# Magee Products Retiring Gunner



## johnds (Nov 1, 2004)

Anyone try out a Magee Retiring Gunner? I'm looking for a retiring gunner for use w/ wingers that is pretty portable - need something that is small because my dog box storage is pretty full at this point.

John Sigler


----------



## Jthweatt (Sep 26, 2011)

Yes they seemed to work great with the wingers. Everything mr. Lou makes is top notch. He spends a lot of his time researching and trying out the new ideas in his own time. I saw them work and bought 3 right then. Call Lou Magee @ 901-574-9998. Everything Lou has out are all terriferric pieces of training equipment. Great guy to deal with as well!


----------



## Gooseman (Jan 24, 2010)

He makes a very good product. He runs field trails also. Very nice man. If I need anything else I will go there first.


----------



## savage25xtreme (Dec 4, 2009)

The thing I don't like about the Magee retired gunner is that in heavy cover it isn't tall enough.


----------



## L Magee (May 12, 2005)

Quote: "The thing I don't like about the Magee retired gunner is that in heavy cover it isn't tall enough." Gavin B.

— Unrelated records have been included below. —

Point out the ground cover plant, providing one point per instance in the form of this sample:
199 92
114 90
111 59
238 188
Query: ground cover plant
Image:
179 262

Gavin, if you have purchased a retiring winger from me and do not like the product, I will gladly take the product back and refund your money along with shipping. (As stated in my web site) This is the first time I have heard anyone say the camo material is not tall enough. How much taller would like it to be? Keep in mind, the tall the camo material is the shorter the white material will be. We are limited in height to your wingers height. Am always looking for ways to improve my products and would like your input.


----------



## savage25xtreme (Dec 4, 2009)

Lou,

Not the camo material, the white piece. It comes up to just below top roller on a winger, which is probably... 5ft from the ground? I would really like it if that was more like 6ft. Which is not possible unless you elevate the winger.

Your going to laugh, but this is my retired gunner. It has the same limitation yours does, in heavy cover or rolling terrain I wish it was about a foot to 18" taller. It is a stick with a hanger zip tied to it that spans the basket face. As the bird comes out it hits the stick popping it out of the far ring and the shirt and stick falls to the ground.


----------